Anya’s treatment lasted about two and a half years during which time she was homeschooled for a year. Dealing with the myriad side effects of chemotherapy was enervating. Her mother would have to sit with Anya for hours to get her to finish even half of the food on her plate. Then there were some real bad days driving to the hospital in the middle of the night, to stopping the car in the middle of the road so Anya could throw up. In the second year of treatment Anya went back to competing in gymnastics. Her mother distinctly remembers her first competition. She had just had her chemotherapy couple days ago. After the competition Anya was crying, and really upset that she did not place or win any medals. She was always hard on herself., Says Nirali,“To me she was my hero.

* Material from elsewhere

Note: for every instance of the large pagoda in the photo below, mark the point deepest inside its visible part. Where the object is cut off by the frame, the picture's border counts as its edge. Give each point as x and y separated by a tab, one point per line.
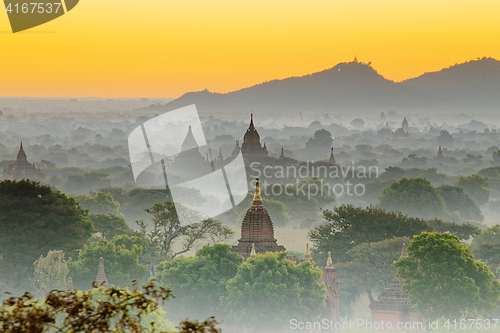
257	228
22	168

I told Anya that day, that there was no one else in the competition who had just undergone chemo. The fact that she competed made her a champion.”
For parents in a similar situation, Nirali says, “pray and have faith. It’s okay to cry, it’s okay to be in the moment but never give up. You have to stay strong and try to have normalcy in your lives despite the situation. Never lower your bar/expectations for your child. Having a strong support system is also very important.”
Philosophically she goes on, “Life changes so quickly. Four years ago a day before my birthday we got the news that Anya had cancer and now four years later a day before my birthday we found out that she is going to be on the City of Hope float in the Rose Parade. I think today Anya is thriving because of all the support she has received and she along with the entire family has grown stronger from the hardship we all have gone through. Anya is a fighter; she gives us strength and courage and always reminds us to live in the moment. Also we have learned to appreciate everything we have and the bonds with people have gotten stronger.”